Build a Command-Line Text Analyzer in Python - Step by Step
Build a Command-Line Text Analyzer in Python that reads a text file, counts lines or words, displays frequent words, detect long lines.
Introduction
Whether you're a developer, writer, or student, analyzing text files can help uncover patterns and insights fast. Instead of doing it manually, why not build your own command-line text analyzer in Python?
In this guide, we'll build a tool that:
- Reads a text file
- Counts lines and words
- Displays frequent words
- Detects long lines
Let's dive in.
Prerequisites
- Python installed on your machine (3.6+ recommended).

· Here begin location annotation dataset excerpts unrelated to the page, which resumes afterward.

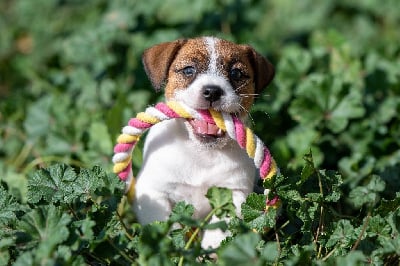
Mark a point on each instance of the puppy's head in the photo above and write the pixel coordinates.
(208, 73)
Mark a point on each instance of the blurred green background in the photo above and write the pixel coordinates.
(71, 77)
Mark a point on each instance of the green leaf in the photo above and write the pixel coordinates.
(60, 183)
(182, 213)
(221, 200)
(9, 208)
(309, 167)
(343, 236)
(45, 228)
(270, 252)
(53, 184)
(367, 194)
(253, 211)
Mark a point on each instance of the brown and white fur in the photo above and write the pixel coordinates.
(183, 159)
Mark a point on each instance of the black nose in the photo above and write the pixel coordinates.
(212, 93)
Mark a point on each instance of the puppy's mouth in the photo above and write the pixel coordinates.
(205, 129)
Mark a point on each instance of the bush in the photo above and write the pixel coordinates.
(71, 76)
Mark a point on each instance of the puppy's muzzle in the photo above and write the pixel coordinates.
(212, 93)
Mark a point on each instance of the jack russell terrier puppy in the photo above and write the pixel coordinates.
(183, 159)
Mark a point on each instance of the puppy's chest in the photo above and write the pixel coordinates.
(170, 152)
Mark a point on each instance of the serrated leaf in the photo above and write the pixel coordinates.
(221, 200)
(182, 213)
(9, 208)
(343, 236)
(309, 167)
(270, 252)
(52, 184)
(45, 228)
(253, 211)
(241, 250)
(367, 194)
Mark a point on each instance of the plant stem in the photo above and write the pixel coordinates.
(362, 232)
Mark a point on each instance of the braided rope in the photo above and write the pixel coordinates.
(236, 130)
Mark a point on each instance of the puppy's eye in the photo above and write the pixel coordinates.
(188, 71)
(236, 74)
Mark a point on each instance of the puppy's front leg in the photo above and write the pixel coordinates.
(150, 205)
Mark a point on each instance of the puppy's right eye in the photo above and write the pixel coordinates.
(188, 71)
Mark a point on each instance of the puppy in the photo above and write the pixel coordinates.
(183, 159)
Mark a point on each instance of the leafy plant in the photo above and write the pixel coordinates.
(71, 76)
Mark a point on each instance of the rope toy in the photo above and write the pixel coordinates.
(229, 123)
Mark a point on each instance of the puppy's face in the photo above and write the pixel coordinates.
(208, 73)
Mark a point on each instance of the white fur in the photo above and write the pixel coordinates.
(177, 167)
(175, 170)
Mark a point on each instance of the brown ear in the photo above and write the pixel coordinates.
(157, 60)
(264, 71)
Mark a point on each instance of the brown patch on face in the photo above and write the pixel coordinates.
(248, 71)
(193, 55)
(176, 64)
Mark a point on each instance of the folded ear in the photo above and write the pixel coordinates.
(264, 71)
(157, 60)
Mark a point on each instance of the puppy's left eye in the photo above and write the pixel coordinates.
(188, 71)
(236, 74)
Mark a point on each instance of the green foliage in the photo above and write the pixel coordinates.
(71, 76)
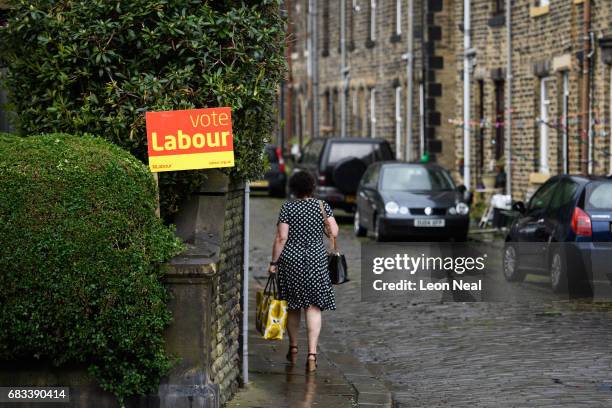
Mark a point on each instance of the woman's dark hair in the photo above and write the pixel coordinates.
(302, 184)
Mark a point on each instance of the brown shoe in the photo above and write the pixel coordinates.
(311, 363)
(292, 354)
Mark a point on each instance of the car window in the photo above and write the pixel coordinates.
(542, 197)
(363, 151)
(600, 197)
(311, 152)
(416, 178)
(271, 153)
(370, 177)
(563, 196)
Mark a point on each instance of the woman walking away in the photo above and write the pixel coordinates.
(299, 256)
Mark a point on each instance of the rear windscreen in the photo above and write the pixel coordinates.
(363, 151)
(271, 152)
(599, 197)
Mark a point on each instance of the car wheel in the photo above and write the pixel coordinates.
(512, 270)
(558, 271)
(379, 235)
(461, 237)
(359, 230)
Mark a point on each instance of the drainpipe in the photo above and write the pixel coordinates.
(343, 68)
(409, 81)
(289, 96)
(315, 71)
(509, 98)
(466, 93)
(245, 287)
(585, 94)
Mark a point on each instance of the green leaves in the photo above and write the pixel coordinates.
(80, 265)
(96, 66)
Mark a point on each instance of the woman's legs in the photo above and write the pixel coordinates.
(293, 326)
(313, 325)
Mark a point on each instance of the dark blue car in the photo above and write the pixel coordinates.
(565, 231)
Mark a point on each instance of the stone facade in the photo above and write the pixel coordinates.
(546, 101)
(376, 44)
(546, 105)
(226, 342)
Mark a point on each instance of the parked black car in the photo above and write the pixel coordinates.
(275, 179)
(401, 200)
(566, 225)
(338, 164)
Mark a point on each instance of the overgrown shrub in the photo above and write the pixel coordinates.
(96, 66)
(80, 260)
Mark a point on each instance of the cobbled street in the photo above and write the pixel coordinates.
(548, 353)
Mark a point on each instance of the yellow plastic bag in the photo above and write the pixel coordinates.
(271, 312)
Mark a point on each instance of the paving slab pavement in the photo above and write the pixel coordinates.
(340, 381)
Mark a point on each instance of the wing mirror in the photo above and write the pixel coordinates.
(519, 206)
(467, 196)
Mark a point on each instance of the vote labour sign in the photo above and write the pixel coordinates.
(190, 139)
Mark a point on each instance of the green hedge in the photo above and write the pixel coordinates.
(97, 66)
(80, 261)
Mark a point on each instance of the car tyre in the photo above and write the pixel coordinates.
(557, 266)
(511, 267)
(461, 237)
(359, 230)
(379, 234)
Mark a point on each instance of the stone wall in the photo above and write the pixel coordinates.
(377, 65)
(226, 347)
(547, 44)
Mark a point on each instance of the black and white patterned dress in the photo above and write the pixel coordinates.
(302, 266)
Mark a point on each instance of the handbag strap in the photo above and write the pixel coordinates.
(271, 286)
(325, 226)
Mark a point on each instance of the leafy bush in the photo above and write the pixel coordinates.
(80, 261)
(97, 66)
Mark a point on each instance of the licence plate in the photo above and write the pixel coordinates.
(260, 183)
(429, 222)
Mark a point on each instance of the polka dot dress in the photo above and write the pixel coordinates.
(302, 266)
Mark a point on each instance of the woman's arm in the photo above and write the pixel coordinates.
(282, 233)
(333, 226)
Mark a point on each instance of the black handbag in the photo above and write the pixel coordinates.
(336, 262)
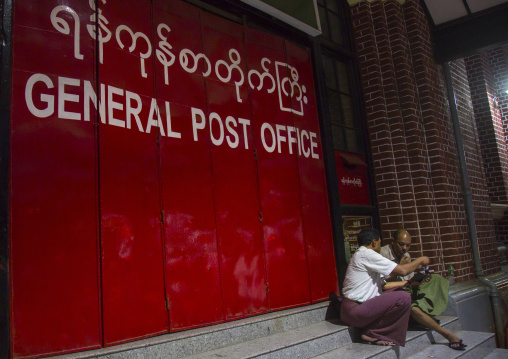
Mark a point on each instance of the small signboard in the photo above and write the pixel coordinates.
(301, 14)
(351, 227)
(352, 176)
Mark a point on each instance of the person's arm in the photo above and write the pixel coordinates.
(405, 269)
(399, 284)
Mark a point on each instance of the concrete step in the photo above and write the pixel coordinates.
(303, 342)
(479, 345)
(195, 341)
(497, 354)
(416, 340)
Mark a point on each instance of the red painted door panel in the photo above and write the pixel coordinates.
(286, 262)
(192, 265)
(191, 254)
(132, 252)
(316, 215)
(235, 176)
(55, 306)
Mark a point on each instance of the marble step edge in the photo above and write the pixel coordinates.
(206, 338)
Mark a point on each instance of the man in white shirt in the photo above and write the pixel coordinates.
(382, 316)
(430, 297)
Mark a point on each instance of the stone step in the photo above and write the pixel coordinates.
(303, 342)
(195, 341)
(497, 354)
(479, 345)
(416, 340)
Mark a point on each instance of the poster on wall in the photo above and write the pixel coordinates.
(352, 176)
(351, 227)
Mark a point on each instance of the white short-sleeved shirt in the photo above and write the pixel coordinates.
(365, 273)
(387, 251)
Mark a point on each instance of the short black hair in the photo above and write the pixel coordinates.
(367, 235)
(397, 233)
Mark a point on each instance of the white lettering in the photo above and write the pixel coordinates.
(216, 141)
(305, 134)
(231, 120)
(291, 139)
(133, 111)
(244, 124)
(313, 144)
(171, 133)
(265, 126)
(155, 123)
(280, 138)
(195, 125)
(64, 97)
(112, 105)
(48, 99)
(90, 95)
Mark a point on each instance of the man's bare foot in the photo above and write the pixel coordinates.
(452, 338)
(455, 342)
(375, 341)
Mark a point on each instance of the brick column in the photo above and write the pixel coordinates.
(416, 168)
(485, 229)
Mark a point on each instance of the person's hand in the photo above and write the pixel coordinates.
(405, 260)
(424, 260)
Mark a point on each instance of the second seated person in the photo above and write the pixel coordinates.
(382, 316)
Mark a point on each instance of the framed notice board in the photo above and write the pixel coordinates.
(352, 225)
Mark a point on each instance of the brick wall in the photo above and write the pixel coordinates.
(416, 169)
(485, 229)
(488, 78)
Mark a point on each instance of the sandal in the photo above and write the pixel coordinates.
(385, 343)
(457, 345)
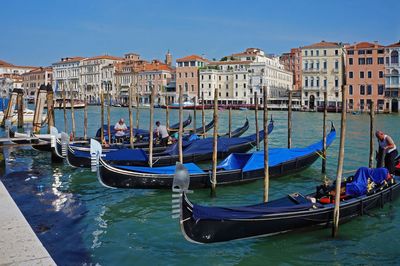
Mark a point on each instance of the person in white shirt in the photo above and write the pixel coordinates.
(388, 149)
(120, 129)
(162, 133)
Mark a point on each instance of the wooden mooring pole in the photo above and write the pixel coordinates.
(85, 121)
(266, 168)
(371, 134)
(50, 108)
(256, 120)
(167, 112)
(230, 122)
(152, 88)
(39, 106)
(289, 119)
(215, 147)
(336, 214)
(20, 104)
(109, 117)
(323, 167)
(65, 110)
(102, 116)
(203, 118)
(130, 116)
(180, 125)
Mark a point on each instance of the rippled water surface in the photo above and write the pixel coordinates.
(79, 221)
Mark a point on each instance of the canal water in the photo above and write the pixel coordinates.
(81, 222)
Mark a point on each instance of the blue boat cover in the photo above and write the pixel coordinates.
(359, 184)
(119, 154)
(246, 212)
(255, 161)
(170, 170)
(135, 131)
(126, 155)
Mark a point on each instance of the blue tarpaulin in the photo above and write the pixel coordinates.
(191, 167)
(255, 161)
(359, 184)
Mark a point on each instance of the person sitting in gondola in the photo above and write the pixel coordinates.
(120, 129)
(162, 133)
(388, 149)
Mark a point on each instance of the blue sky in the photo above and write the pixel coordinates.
(41, 32)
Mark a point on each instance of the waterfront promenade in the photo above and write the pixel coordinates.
(19, 245)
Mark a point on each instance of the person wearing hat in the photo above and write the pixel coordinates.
(162, 133)
(388, 149)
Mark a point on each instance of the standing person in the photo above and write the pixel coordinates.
(388, 149)
(162, 133)
(120, 129)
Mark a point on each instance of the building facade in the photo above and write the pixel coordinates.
(365, 76)
(293, 63)
(33, 79)
(66, 78)
(91, 75)
(153, 75)
(239, 76)
(392, 76)
(187, 76)
(323, 69)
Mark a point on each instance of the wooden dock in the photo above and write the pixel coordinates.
(19, 245)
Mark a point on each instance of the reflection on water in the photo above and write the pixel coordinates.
(74, 215)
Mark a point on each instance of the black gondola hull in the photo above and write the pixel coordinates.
(211, 231)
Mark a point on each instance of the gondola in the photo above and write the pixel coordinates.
(204, 224)
(194, 150)
(141, 132)
(235, 169)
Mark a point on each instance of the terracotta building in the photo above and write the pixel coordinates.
(292, 62)
(187, 75)
(365, 76)
(155, 74)
(36, 77)
(392, 75)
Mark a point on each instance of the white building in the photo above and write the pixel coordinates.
(66, 76)
(239, 76)
(91, 75)
(392, 75)
(322, 71)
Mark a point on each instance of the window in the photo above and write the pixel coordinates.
(362, 90)
(369, 89)
(381, 87)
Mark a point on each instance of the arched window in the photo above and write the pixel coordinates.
(394, 57)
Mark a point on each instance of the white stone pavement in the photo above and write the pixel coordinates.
(19, 245)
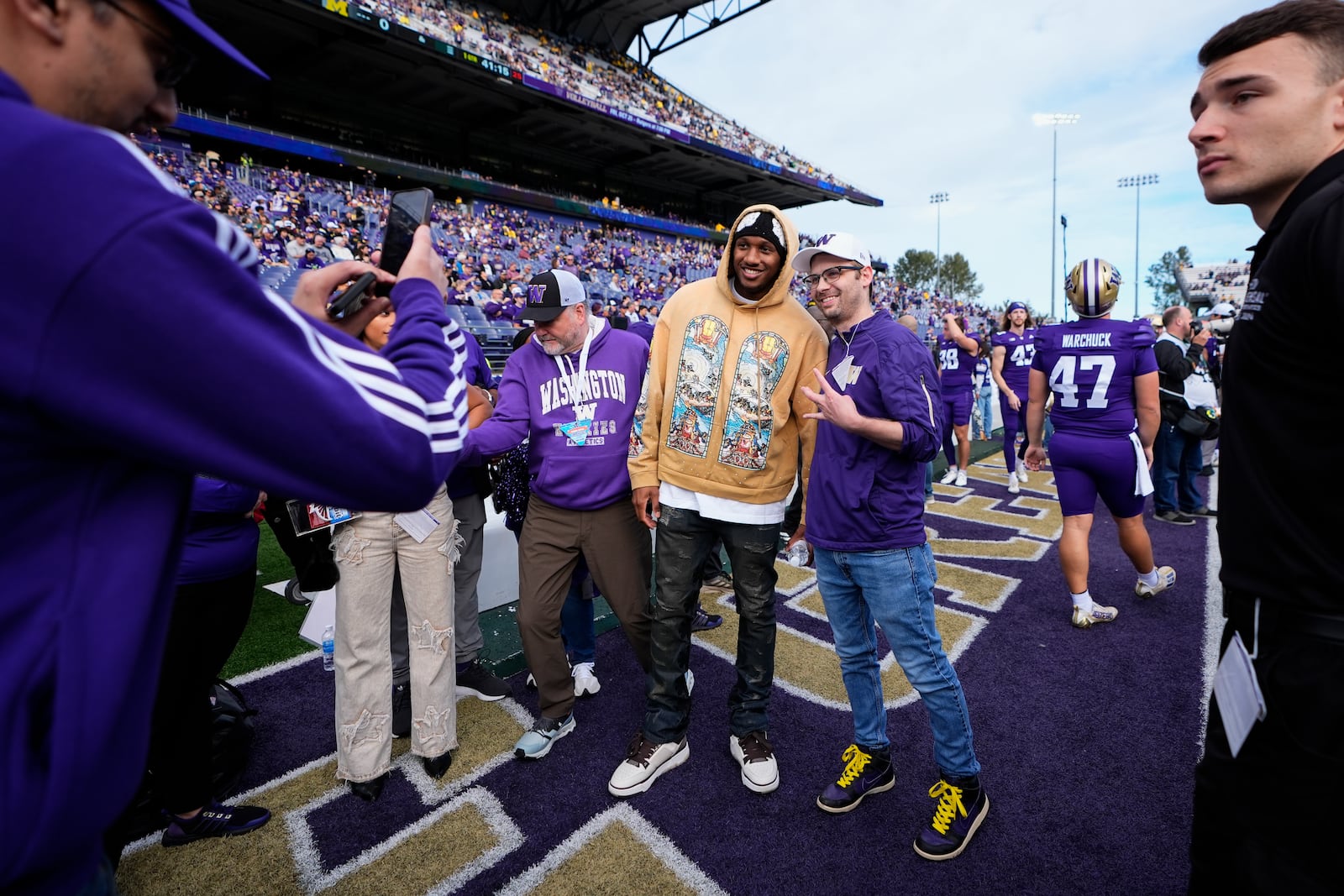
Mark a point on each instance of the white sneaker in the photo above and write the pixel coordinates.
(756, 755)
(585, 680)
(644, 763)
(1099, 614)
(1166, 579)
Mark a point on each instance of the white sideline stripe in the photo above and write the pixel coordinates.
(658, 842)
(1213, 616)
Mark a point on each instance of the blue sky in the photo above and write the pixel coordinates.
(906, 100)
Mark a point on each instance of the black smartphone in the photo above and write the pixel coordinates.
(349, 301)
(409, 208)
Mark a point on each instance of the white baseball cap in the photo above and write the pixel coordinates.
(839, 244)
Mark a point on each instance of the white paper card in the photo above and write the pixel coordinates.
(1240, 699)
(322, 613)
(418, 524)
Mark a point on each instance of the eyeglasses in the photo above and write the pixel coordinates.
(830, 275)
(178, 60)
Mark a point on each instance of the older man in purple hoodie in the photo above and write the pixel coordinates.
(571, 391)
(112, 403)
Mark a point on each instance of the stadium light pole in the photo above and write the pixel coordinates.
(1137, 183)
(1054, 120)
(937, 201)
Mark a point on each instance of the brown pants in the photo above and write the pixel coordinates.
(620, 553)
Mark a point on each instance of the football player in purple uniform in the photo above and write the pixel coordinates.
(1010, 364)
(1104, 378)
(956, 369)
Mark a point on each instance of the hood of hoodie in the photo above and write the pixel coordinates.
(780, 289)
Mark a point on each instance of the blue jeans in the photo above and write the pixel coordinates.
(894, 589)
(577, 617)
(683, 540)
(1178, 459)
(985, 402)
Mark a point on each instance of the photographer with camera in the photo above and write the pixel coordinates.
(1176, 454)
(1220, 322)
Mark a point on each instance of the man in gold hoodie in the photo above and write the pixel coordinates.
(718, 454)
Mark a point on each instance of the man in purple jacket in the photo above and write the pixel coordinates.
(571, 392)
(111, 403)
(878, 418)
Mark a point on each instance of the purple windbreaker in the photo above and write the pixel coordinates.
(537, 399)
(864, 496)
(150, 351)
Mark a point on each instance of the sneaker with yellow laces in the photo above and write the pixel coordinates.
(963, 806)
(866, 772)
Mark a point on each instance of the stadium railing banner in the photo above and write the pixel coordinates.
(371, 19)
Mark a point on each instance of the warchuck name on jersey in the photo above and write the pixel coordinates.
(1090, 367)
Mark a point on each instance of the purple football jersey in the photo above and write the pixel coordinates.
(1090, 365)
(958, 365)
(1018, 354)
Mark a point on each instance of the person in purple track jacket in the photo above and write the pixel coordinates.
(112, 402)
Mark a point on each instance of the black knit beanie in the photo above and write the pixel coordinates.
(766, 226)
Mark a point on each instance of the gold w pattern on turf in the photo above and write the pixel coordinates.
(269, 862)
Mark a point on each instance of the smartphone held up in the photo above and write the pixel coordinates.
(407, 210)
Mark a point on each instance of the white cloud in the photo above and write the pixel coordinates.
(906, 98)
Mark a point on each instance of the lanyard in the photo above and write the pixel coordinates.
(577, 396)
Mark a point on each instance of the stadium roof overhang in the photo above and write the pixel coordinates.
(380, 90)
(622, 26)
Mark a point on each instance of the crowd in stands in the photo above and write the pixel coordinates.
(1223, 282)
(598, 74)
(300, 222)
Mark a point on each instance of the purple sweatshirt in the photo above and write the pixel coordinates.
(537, 398)
(864, 496)
(222, 537)
(148, 352)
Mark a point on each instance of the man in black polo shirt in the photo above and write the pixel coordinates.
(1269, 127)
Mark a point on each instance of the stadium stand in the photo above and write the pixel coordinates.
(1206, 285)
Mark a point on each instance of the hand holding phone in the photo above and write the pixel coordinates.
(344, 305)
(407, 212)
(423, 262)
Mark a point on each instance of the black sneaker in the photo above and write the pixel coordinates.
(401, 711)
(954, 821)
(475, 680)
(295, 595)
(214, 820)
(1173, 517)
(864, 774)
(703, 621)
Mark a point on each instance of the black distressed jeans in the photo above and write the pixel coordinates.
(683, 540)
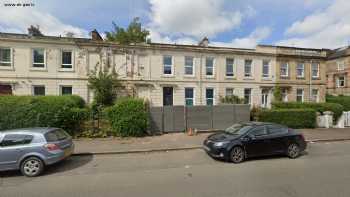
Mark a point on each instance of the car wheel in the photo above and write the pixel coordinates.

- Create a new folder to keep the project related files in it. I'll name it as
command-line-text-analyzer
. - Open the above newly created folder in Visual Studio Code (VSCode).
- Create a new file named
text-analyzer.py
.
Step 1: Accept Command-Line Arguments
To analyze any file from the terminal, we need to accept its path and an optional max line length. We'll use argparse
for this.
import argparse
def main():
parser = argparse.ArgumentParser(description="Command-line Text Analyzer")
parser.add_argument("file", help="Path to the text file")
parser.add_argument("--length", type=int, default=80, help="Max line length to check for long lines")
args = parser.parse_args()
print(f"Analyzing file: {args.file}")
print(f"Long line threshold: {args.length} characters")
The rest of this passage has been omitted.